I have another idea that's been brewing in my head for some time, despite the supposed "End" to the franchise. I had an idea for a Five Nights at Freddies homage fic, that I would love to release. We'll see what happens. I have cover art for it and everything so maybe this year will be a good year. A productive year.

I plan to reboot In Retrospect with Alex once the episodes start showing again, even with how saturated the reviewing scene is. I also have an episode that I plan to release before the first episodes even drop, one that I put on the backburner since the conversation kinda closed. But it's probably back, or at least a reminder for all those who don't want to turn into Digibrony 2, Return of the Hack. Our episodes probably won't be popular since they take a week to make and I am not even promised recording space anymore, but if anything, I'll have the weekly review in blog form if I can't manage to record that week. The few of you that enjoy it, yay for more?

To those of you that remembered me talking about The Most Dangerous Game 2, and the story that I wrote for it: it's just unpublished. I wrote something under the My Little Dashie tag, but ran out of time at the last minute and couldn't come up with a good middle. So, I sent the story in for the contest, but haven't shown it anywhere. Aquaman and Present Perfect both loved the story, and even RobCakeRan (the original author of My Little Dashie) threw it a favorite, so perhaps it's not completely garbage? If I think of something to toss in the middle, I'll release it. It's funny. I know that much. But I'm not sure if that's all it needs to be (it's probably all it needs to be).

Dash's New Daughter. I haven't forgotten about it. It's the reason I tagged this blog, since it's still high on my priority list, but I'm also not sure if anyone still wants it. Do you? I mean, I promise that Dash's New Daughter would at least be a better story, but it's still going to be full of drama and at least a little of the garbage that brought it down in the last act. Who knows? The lightning in a bottle is a fickle beast, and while the first was good enough to warrant TV Tropes, the second might just be "a story". I'll let you guys know if it's coming.

I might go back to clop, just because I've had a few silly ideas that I never got to finish, and a few kinks that I haven't played with. I know it's the fault for at least 30% of my followers, so lemme know what you think about that. I'm open to suggestions and possible continuations (Rainbow Party is in the back of my mind. Maybe? Reap the Spoils? No.) I would like to experiment with more Power Ponies. And mammary glands. Boobies are awesome.

That's it for now. I'm completely tired and spent, and I'm gonna write a small amount before bed. This year should be good for me, both in life and writing, so I hope you guys will stick around for whatever happens to flop out of me. See you then.

- Vicodin

Report ABagOVicodin · 334 views · Story: Dash's New Mom ·
Comments ( 7 )

I honestly liked Dash's New Mom, so I'd definitely read Dash's New Daughter.

If you decide to do clop again... please, I'm begging you, continue Rainbow Party. >.<

unless I want to take off 10 years of my life by replacing sleep with energy drinks.

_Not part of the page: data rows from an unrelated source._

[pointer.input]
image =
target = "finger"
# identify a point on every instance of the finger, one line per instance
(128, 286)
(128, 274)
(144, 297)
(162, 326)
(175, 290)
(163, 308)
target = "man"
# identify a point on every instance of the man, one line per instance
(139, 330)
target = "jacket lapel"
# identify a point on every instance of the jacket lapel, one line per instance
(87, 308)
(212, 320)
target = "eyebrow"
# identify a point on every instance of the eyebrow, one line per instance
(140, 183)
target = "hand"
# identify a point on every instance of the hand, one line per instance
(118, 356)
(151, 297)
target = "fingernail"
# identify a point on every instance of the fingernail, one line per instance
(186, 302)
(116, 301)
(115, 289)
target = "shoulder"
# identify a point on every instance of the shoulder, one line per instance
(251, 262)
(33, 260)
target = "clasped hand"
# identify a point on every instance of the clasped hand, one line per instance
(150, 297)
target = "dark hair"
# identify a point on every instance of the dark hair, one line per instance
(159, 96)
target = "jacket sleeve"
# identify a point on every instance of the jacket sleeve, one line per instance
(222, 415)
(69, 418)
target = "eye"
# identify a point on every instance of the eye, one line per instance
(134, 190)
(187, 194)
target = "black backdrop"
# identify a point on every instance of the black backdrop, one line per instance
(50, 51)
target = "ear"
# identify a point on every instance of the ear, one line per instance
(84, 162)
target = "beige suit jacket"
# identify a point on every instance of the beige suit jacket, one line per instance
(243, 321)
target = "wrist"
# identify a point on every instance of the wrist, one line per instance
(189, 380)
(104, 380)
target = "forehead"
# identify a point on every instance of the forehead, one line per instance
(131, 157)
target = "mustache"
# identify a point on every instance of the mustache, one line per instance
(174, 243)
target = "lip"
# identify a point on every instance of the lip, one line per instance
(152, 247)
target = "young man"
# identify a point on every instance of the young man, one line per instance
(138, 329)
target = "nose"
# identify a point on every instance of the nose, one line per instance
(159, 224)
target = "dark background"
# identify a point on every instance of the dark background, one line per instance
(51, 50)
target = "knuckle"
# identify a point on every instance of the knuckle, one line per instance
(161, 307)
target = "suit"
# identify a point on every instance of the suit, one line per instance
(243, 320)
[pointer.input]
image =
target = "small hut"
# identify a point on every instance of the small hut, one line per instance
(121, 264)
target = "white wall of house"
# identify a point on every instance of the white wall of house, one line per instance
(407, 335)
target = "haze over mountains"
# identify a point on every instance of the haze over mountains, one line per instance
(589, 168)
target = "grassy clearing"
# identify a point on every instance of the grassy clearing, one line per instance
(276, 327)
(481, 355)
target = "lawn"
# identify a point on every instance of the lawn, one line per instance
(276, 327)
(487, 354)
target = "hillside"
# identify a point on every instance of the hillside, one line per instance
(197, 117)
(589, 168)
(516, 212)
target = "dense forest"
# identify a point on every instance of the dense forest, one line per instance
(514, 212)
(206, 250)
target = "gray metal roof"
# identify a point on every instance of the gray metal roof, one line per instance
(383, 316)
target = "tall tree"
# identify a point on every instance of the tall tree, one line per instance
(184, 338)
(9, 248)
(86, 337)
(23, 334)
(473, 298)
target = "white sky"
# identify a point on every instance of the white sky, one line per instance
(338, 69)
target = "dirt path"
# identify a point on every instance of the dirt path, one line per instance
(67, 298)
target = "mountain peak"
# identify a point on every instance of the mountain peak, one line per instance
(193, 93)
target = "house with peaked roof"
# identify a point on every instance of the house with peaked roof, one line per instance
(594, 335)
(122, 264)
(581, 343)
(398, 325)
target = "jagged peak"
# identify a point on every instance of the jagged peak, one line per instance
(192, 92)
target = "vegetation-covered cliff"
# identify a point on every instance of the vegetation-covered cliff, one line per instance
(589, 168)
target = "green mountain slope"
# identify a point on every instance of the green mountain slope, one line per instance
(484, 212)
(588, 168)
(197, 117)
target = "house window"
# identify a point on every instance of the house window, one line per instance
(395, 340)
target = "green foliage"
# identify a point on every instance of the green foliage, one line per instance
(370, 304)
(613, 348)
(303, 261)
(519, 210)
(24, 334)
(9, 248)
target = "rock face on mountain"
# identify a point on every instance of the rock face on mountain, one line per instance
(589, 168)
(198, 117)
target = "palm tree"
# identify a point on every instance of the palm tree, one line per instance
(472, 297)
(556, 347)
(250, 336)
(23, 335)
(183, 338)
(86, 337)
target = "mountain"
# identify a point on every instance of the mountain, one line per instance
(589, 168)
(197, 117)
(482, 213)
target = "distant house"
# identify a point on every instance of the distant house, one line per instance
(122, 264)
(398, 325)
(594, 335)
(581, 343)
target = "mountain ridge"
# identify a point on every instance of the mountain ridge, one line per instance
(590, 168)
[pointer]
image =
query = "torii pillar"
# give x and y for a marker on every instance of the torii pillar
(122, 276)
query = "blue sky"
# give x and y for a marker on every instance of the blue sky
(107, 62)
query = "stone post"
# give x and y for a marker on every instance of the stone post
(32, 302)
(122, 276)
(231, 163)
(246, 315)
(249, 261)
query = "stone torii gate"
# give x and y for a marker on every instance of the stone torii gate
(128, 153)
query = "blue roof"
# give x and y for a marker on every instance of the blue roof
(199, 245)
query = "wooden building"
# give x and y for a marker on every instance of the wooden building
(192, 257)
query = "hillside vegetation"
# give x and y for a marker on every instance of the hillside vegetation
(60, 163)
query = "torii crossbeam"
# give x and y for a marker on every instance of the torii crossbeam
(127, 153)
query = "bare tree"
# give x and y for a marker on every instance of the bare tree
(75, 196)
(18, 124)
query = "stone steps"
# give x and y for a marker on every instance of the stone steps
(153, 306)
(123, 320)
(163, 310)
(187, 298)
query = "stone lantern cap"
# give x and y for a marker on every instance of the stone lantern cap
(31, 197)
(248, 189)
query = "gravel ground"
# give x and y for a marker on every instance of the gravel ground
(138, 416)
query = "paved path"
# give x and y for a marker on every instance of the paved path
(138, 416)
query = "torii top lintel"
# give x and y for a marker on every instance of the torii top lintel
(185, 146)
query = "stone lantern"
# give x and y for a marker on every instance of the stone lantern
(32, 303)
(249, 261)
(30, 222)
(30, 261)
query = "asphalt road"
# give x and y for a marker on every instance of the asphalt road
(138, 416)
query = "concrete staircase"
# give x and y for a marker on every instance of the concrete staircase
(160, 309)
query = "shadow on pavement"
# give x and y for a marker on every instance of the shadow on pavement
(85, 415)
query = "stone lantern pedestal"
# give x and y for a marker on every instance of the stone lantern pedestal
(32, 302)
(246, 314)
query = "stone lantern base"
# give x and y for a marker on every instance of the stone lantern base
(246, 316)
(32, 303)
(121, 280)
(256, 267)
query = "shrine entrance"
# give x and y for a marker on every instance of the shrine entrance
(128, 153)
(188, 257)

See, that's Future Vicodin's problem. Present Vicodin should just let that slacker worry about stuff. It works for me :rainbowlaugh:

I loved dashe's new mom. Please continue with it. Thanks for your writings.

Write a Dash's new mom sequel definitely! And ye must finish the Rainbow Party as well! :trollestia:

I liked a lot the history of Dash New Mom a sequel would be really interesting to Dash could potentially have a new little sister ;w;

Yep, I'm also interested in a sequel to Dash's New Mom.

I'm glad to hear that the depression has lifted. The lingering symptoms should (mostly) go away after time. I remember for awhile I missed feeling depressed, as not being depressed felt alien and uncomfortable... but that was some time ago.

I'd certainly be interested in a DNM sequel.